Plaths’ literary reputation rests mainly on her carefully crafted pieces of poetry, particularly the verse that she composed in the months leading up to her death. Plath has been considered a deeply honest writer, whose self- scrutiny has given a unique point of view to psychological disorder and to the theme of the feminist- martyr in a patriarchal society.
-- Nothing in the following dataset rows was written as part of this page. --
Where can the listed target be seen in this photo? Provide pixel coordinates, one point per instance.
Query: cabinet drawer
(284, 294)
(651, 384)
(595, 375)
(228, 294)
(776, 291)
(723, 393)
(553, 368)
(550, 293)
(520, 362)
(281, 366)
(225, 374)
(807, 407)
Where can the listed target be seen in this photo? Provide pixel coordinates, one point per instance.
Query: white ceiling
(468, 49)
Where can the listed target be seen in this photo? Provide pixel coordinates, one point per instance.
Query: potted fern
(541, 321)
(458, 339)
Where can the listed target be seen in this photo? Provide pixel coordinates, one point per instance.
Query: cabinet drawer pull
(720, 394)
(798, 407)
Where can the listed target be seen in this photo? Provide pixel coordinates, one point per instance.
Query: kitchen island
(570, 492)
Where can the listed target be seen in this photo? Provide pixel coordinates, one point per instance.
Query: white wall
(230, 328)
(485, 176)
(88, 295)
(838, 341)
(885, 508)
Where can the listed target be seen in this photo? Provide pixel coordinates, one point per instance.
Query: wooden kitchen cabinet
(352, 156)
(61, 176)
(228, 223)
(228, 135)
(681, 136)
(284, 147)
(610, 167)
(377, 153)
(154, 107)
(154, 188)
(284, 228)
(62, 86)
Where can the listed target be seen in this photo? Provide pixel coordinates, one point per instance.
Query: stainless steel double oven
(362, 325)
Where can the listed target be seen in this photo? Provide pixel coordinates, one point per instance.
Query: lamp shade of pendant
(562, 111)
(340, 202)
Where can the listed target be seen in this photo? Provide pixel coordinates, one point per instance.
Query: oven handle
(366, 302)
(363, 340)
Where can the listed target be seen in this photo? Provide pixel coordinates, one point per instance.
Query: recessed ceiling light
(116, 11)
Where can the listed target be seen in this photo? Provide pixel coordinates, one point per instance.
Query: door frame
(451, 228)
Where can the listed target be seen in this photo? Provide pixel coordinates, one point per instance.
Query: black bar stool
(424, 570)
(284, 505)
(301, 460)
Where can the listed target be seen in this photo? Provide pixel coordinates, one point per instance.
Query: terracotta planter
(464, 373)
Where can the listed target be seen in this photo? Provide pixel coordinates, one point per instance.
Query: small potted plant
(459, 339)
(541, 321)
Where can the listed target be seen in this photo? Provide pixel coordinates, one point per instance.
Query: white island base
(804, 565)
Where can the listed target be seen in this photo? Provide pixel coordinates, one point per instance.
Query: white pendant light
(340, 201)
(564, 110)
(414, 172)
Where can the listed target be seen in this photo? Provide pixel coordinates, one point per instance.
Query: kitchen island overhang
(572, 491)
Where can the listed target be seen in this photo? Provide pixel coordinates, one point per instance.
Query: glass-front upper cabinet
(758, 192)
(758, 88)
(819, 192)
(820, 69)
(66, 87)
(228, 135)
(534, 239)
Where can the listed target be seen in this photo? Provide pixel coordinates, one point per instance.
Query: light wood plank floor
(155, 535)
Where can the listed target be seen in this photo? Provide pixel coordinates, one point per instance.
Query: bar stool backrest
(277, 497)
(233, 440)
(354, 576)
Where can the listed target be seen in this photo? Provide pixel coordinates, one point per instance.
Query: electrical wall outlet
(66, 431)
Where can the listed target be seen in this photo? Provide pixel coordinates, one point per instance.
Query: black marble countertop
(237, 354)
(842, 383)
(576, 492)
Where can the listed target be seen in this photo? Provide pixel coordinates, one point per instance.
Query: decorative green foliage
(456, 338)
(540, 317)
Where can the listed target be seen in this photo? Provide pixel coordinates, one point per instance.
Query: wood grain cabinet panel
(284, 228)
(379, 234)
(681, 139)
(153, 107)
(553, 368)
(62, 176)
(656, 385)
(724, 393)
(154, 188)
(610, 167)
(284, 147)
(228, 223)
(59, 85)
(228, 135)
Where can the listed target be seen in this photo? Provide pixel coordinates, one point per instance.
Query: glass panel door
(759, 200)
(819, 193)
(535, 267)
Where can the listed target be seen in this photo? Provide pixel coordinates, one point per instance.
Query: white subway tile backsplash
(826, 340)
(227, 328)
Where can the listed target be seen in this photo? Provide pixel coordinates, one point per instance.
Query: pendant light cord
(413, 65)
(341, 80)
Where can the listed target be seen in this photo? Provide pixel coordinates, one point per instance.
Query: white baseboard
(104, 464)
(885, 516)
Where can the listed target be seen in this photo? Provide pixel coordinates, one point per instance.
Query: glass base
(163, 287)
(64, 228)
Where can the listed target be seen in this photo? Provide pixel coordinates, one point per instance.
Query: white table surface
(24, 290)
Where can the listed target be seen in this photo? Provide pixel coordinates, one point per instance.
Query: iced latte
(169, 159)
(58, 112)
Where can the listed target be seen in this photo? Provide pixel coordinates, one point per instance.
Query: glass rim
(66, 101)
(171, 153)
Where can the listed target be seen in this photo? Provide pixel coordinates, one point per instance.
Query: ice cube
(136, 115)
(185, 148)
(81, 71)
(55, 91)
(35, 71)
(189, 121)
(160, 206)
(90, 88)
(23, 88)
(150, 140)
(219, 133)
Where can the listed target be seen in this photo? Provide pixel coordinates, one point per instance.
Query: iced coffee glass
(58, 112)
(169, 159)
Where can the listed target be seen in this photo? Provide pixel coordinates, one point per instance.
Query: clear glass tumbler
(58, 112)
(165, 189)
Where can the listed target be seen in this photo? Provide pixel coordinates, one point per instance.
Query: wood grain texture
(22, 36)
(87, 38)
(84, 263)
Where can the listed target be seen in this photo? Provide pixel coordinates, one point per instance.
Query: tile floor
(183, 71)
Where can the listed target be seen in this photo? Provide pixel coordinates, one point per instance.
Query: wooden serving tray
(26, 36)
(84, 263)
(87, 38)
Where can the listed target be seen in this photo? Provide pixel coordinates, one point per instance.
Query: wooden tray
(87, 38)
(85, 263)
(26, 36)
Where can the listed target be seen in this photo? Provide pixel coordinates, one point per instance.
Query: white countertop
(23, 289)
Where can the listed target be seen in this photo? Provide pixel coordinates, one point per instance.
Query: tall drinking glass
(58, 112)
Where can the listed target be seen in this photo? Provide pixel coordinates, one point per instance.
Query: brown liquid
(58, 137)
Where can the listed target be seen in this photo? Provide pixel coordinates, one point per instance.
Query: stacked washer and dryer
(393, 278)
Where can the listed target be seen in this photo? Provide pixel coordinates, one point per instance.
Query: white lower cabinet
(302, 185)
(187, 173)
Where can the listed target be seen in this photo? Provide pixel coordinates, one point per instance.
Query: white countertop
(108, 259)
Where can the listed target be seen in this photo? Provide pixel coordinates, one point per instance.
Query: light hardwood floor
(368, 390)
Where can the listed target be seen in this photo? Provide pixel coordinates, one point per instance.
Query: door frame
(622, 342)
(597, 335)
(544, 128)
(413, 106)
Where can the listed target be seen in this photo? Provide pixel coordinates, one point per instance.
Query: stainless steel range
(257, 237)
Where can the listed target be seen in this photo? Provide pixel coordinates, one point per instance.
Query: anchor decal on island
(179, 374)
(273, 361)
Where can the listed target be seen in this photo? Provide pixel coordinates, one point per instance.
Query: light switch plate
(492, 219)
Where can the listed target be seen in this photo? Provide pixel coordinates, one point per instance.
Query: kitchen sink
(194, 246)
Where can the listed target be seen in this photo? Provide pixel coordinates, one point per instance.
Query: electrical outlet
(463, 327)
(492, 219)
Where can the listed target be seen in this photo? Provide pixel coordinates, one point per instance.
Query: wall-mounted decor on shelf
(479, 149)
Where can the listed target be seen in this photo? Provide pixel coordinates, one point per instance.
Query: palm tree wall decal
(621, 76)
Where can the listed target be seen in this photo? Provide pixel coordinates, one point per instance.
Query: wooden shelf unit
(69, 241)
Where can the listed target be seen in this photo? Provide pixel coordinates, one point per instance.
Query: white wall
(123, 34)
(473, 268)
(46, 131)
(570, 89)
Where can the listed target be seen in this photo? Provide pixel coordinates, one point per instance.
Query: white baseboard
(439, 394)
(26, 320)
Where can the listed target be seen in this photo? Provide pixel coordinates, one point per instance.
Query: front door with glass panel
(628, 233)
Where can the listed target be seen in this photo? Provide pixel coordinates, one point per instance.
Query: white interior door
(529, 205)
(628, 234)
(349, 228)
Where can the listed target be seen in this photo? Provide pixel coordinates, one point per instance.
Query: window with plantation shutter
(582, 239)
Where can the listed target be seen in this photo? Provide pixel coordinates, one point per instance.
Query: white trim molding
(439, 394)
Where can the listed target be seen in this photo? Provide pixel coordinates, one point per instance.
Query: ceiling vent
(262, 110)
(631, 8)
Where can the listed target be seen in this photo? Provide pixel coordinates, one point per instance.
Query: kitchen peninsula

“Success for Sylvia came in death, the journey from Sylvia Plath, the gifted young girl to Sylvia Plath the poet and writer, was tumultuous and brilliant, and robbed the world of a transcendent artisan far before her time.”20
Ironically, Sylvia is quoted in Letters Home in a letter to her mother as saying, “I shall be one of the few women poets in the world who is fully a rejoicing woman, not a bitter or frustrated or warped man-imitator, which ruins most of them in the end. I am a woman and glad of it and my songs will be of fertility, the earth, and the people in it through waste, sorrow and death. I shall be a woman singer, and Ted and I shall make a fine life together .…”21
The work of Sylvia Plath represents intense private feelings made public with a grotesque clarity. Her poetry has been praised as a supreme example of the confessional mode in modern literature and disparaged as “the longest suicide note ever written.” 22
There was a tremendous power in the burning look of her dark eyes; she came conquering and to conquer. She badly wanted to be compassionate and even through her agonies she forced herself to be a little kind. There were, of course, many fine impulses and a most commendable initiative in her nature; but everything in her seemed to be perceptually seeking its equilibrium and not finding it: everything was in chaos, in a state of agitation and restlessness. Perhaps the demands she made upon herself were too severe and she was unable to find in herself the necessary strength to satisfy them. Therefore, one may conclude, that Sylvia Plath was a brilliant and potent lyric poet. Plath herself, or a fictional figure bearing Plath’s name, has become a modern totem, a symbolic figure of angry suffering whose precise import shifts according to the needs of her readers.
Sylvia Plath, the golden-haired girl of Smith College, the suicidal heroine of The Bell Jar, and the brilliant, anguished author of four volumes of scintillating verse, has become both a myth and a reality in contemporary American literature within a pace of seven decades. She is remembered with a sense of shattering sorrow and rueful repentance over her premature and unnatural death .Whatever might have been the reasons for her committing suicide, we pity her for this uncouth act, which deprived the academic world of a rich harvest of English poetry that was naturally expected of her. Nevertheless, whatever meager quantity of verse she has left behind is enough to guarantee her a place besides the modern immortals in English letters. Her writings, including her novel and letters, are overlaid with the autobiographical details which leap up like a tongue of fire and capture the reader’s attention immediately. In one of her letters, Olive H. Prouty rightly communicates to her:
I am very proud of you, Sylvia I love telling
your story. Someone remarked to me after
reading your poem in the Atlantic, “How
intense”. Sometime write me a little poem that
isn’t intense. A lamp turned too high might
shatter its chimney. Please just glow
sometimes.23
Obviously, too much of ‘intensity’ or ‘feverishness’ is the hallmark of Plath’s poetry. It may pose problems of understanding and interpretation for the casual reader, but it also leads her to an unmistakable individuality as a poet, letting her work evolve itself into definite artistic forms and patterns.